Трехручный меч - Юрий Никитин 16 стр.


Огромные массивные деревья посматривали упорно и злобно, наконец потеряли терпение и начали пытаться оттеснить нас к востоку. Впереди выдвинулась настоящая крепостная стена, дорожка смиренно и вроде бы покорно начала огибать массив, но внезапно озлилась, отыскала в стене щель, а то и сама прогрызла, вломилась, понеслась, пока не поймали и не вернули, виляя хвостом прошлогодних листьев между огромными, как горы, стволами.

Сразу стало еще прохладнее, воздух повлажнел. В деревьях чувствуется движение подземных вод, что поднимаются до самой вершинки, охлаждают листочки, а какой листик не удается напоить, тот скрючивается, как червяк на солнце, засыхает. Земля тоже чуть ли не влажная, копыта не стучат, как было на опушке, а оставляют глубокие следы.

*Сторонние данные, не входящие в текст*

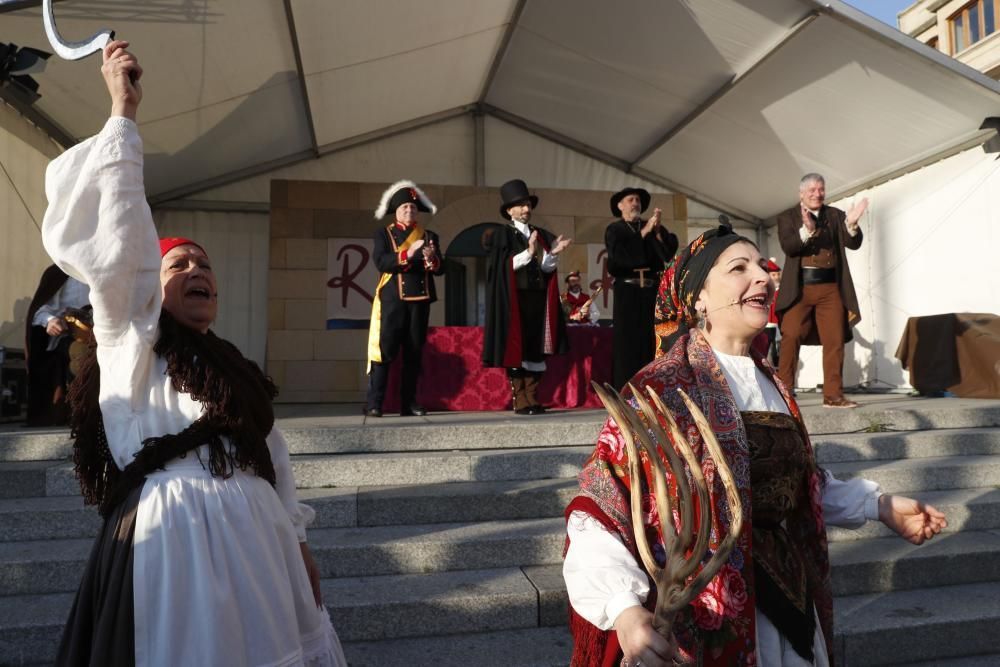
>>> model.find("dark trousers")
[778,283,846,399]
[612,280,656,391]
[367,301,431,410]
[507,368,542,410]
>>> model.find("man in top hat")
[562,271,600,324]
[365,181,444,417]
[604,188,677,390]
[25,264,90,426]
[483,180,572,415]
[775,174,868,408]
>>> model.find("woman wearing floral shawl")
[563,225,947,667]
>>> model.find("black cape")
[483,225,569,368]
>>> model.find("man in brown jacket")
[776,174,868,408]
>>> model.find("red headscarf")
[160,236,208,257]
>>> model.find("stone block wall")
[266,180,687,403]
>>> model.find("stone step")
[7,445,593,498]
[0,395,1000,461]
[15,479,1000,542]
[0,568,1000,667]
[812,428,1000,465]
[824,455,1000,494]
[0,517,1000,596]
[344,624,573,667]
[834,582,1000,666]
[11,445,1000,506]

Волк и ворон унеслись на разведку, как объяснили, мне сразу стало неуютно. Деревья слишком огромные, кора в трещинах и наростах, ветки покручены ревматизмом, в узлах и наплывах, опускаются чересчур низко, могут голову сорвать, если вдруг вздумаю полихачить. Но, с другой стороны, на душе отлегло: значит, здесь не ходят слоны или носороги, иначе бы обломали.

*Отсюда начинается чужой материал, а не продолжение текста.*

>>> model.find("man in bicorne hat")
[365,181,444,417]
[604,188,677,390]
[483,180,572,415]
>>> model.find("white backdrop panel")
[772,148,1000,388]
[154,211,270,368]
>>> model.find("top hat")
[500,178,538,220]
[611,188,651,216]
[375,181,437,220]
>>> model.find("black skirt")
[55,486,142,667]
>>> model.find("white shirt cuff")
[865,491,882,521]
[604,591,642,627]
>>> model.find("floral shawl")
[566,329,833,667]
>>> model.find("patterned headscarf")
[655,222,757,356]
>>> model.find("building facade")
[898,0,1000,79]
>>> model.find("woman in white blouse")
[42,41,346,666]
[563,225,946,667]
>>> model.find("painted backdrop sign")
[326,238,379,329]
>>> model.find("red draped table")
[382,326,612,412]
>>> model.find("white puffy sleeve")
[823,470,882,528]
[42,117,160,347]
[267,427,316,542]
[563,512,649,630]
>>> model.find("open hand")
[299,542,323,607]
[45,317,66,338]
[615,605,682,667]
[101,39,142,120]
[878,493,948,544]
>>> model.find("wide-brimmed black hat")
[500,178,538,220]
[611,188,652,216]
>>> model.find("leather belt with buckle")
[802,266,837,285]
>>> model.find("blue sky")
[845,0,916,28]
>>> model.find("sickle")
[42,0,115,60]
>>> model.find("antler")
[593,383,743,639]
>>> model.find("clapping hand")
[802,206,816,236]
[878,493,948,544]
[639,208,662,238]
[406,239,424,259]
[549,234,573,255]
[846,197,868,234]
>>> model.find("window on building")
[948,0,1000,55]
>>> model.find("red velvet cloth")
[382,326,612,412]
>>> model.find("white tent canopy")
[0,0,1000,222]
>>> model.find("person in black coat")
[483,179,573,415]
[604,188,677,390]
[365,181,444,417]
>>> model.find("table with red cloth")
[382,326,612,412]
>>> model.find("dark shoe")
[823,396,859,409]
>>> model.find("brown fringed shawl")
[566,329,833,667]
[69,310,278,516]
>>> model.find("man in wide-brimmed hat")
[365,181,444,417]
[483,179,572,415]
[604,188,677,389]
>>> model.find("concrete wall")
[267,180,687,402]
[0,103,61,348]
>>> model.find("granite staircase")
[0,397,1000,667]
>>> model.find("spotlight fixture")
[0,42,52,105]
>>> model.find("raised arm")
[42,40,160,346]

Конь начал уставать, оглядывался. Я сказал с досадой:

— Привал!.. Вон ручей.

Он кивнул, мол, волк отыщет по запаху, а ворон увидит сверху, если, конечно, расположимся на полянке, а мы расположимся на полянке обязательно, там светит солнышко, можно лечь в тени и смотреть, как прыгают и блестят в солнечных лучах кузнечики.

* * *

Волка все не было, я расседлал коня, сбросил на землю мешок. Рядом под зелеными листиками блестели округлыми боками ягоды. За годы и годы я привык, что все вещества в том мире, через который я постигал мир, имеют свои четко определенные цвета, например, кислота или яд — зеленые, а лекарство — голубое. Так что это, которое розовое, явно полезно, надо жрать, чтоб цинги не стряслось.

Я сорвал горсточку, начал жевать, ощущая приятный кисло-сладкий вкус. Над головой захлопали крылья, ворон приземлился неподалеку, отяжелевший, наеденный. Каркнул испуганно:

— Мой лорд, это же волчьи ягоды!

— Да пошел он, — ответил я. — Другие себе найдет… Что вы там искали?

Он посматривал одним глазом, как я пожираю ягоды, их тут видимо-невидимо, а другого способа овитаминиться нет, прокаркал:

— Дорогу попрямее.

— Нашли?

— Нет, но зато видели впереди избушку Бабы-Яги.

— Объедем, — сказал я поспешно.

— …пещеру лесного тролля…

— Тоже объедем, — сказал я. — У нас дела поважнее.

— Чуть левее будет яма с трехголовым драконом.

— А он может вылезти?

— Вряд ли, — ответил ворон с сомнением в голосе, — но, правда, хватает, как муравьиный лев, всех, кто едет по тропке. Когти у него как у спрута Спиридона. Кто знает, что такое спрут?

— Объедем всех, — сообщил я диспозицию. — Незачем растрачивать молодость в непотребных драках с непотребными… Хочешь ягод?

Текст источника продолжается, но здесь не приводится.